TRÊS EM UM
Maria Carolina Santos Gesuele
 
 

O trajeto da minha casa para o trabalho, de ônibus, dura aproximadamente uma hora, e nessas idas e vindas, presto muita atenção nas pessoas; tanto no comportamento como nas conversas. Conversas às vezes muito divertidas, outras tristes, outras de arrepiar os cabelos... E assim não sinto o tempo passar e a viagem se torna menos cansativa e entediante.

Hoje, por exemplo, entrei no ônibus, sentei ao lado de um senhor de terno, com uma pasta na mão, mas ele estava cochilando. Tinha momentos que chegava a bater a cabeça no vidro, mas mesmo assim não acordava. No banco da frente, tinha uma senhora negra, gorda, sentada sozinha, com várias sacolas na mão e uma toalhinha para enxugar o suor. Logo em seguida entrou uma mulher, sentou-se ao lado dela e disse:

- Bom dia, dona Angelina! Caiu da cama hoje? Aonde vai tão cedo?

- Bom dia, estou sem os óculos minha filha, espera um instante...

E fuça-que-fuça, remexe as sacolas até que encontra os óculos, daqueles com o cordão para pendurar no pescoço:

- Mas não é que é a filha da Gertrudes! Bem que eu percebi, mesmo sem os óculos, linda como sempre! Como está sua mãe, minha filha? Há quanto tempo que não vejo! E olha que moramos na mesma rua... Eu, depois que tive o derrame, ficou mais difícil ainda sair de casa, minha vista parece que ficou pior, sabe. Mas você não me respondeu, como vai sua mãe?

- Dona Angelina...

- Sua mãe é uma jóia de pessoa, sempre pronta a ajudar quem precisa... Mas falando em ajudar, você quer saber onde estou indo?

- Sim, mas...

- Minha filha Rosana... Com seis filhos, acabou de parir o sétimo! Uma menina agora, benza Deus, mas aquele marido dela não presta pra nada, aí é a mãe aqui que tem que acudir. Pergunta se ele sabe trocar uma fralda? Pergunta se ele acordou alguma vez de madrugada quando os filhos choravam? Nunca! Agora fico eu lá, naquele aperto, tendo que limpar bumbum de criança até ela sair da dieta. Ah, eu já não tenho mais idade pra isso não, viu?

- Você não casou ainda, né?

A mulher tentou falar, mas dona Angelina já entrou na frente:

- Não faça essa besteira, minha filha! Você é nova, tão lindinha, não estrague sua vida. Você vê, casei tão nova, nem pude estudar e ter uma profissão... Só fui colocando filho no mundo e ainda fiquei viúva com os filhos pra criar. Meu marido era ótimo, só bebia um pouco, mas nem ficava violento, desatava a falar que chegava a me doer a cabeça. Às vezes eu tinha que dar um grito, aí ele parava.

Enxugou o suor da testa e caiu na gargalhada. Foi o momento que a mulher conseguiu para interrompê-la e falar:

- Dona Angelina, preciso me despedir da senhora, está chegando o meu ponto. Eu sou a Gertrudes, minha filha está na maternidade, teve uma menina também, vou conhecer minha netinha hoje!

- Gertrudes, minha filha, é você?! Bem que eu estava percebendo mesmo,mas depois que eu tive o derrame minha vista piorou, sabe...

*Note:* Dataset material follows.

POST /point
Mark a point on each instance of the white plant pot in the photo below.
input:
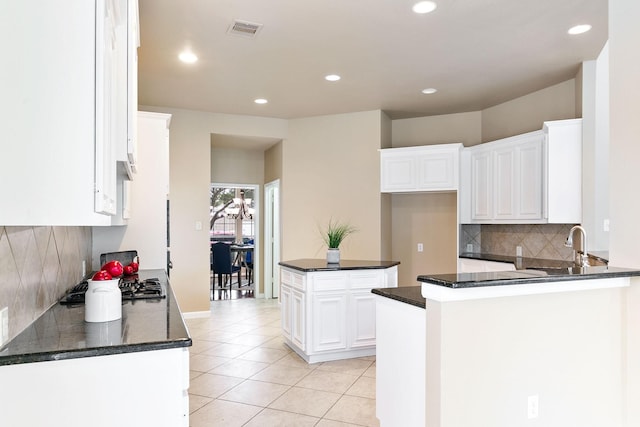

Desceu Gertrudes, ficou dona Angelina, enxugando o suor com sua toalhinha e resmungando baixinho.

No banco de trás, mãe e filha conversavam sobre sonhos. A mãe estava contando o sonho que teve na noite passada:

- Filha do céu, mas era tanta cobra no chão, cada uma de uma cor... Eu não tinha onde pisar! Aí vinha o seu pai, na maior calma do mundo, pegava cobra por cobra e fazia carinho nelas... Vê se pode? Isso só pode ser traição, né? Dizem que sonhar com cobra é traição... Será que seu pai está me traindo, Juliana?

- Ah, mãe, que besteira é essa? Isso é lenda, coisa que o povo inventa. A senhora deve estar insegura por algum motivo, por isso anda sonhando essas coisas. E o que mais teve o sonho?

- Bom, depois as cobras foram sumindo, seu pai também sumiu e apareceu a sua avó, dizendo que sentia saudades e estava me esperando para ir embora. Mas sua avó já morreu Juliana! Será que eu vou morrer também? Deve ser isso, vou morrer de desgosto pela traição do seu pai...

- Mãe, deixa de bobagem! Que a senhora vai morrer isso eu tenho certeza – a mãe com os olhos arregalados – mas não se sabe quando!Eu também vou morrer, talvez até antes da senhora.

- Deus que me livre, minha filha.

- Então pára de tentar interpretar seus sonhos, depois a senhora fica colocando minhocas na cabeça. Mãe, não é o papai naquele carro ali, com aquela loira?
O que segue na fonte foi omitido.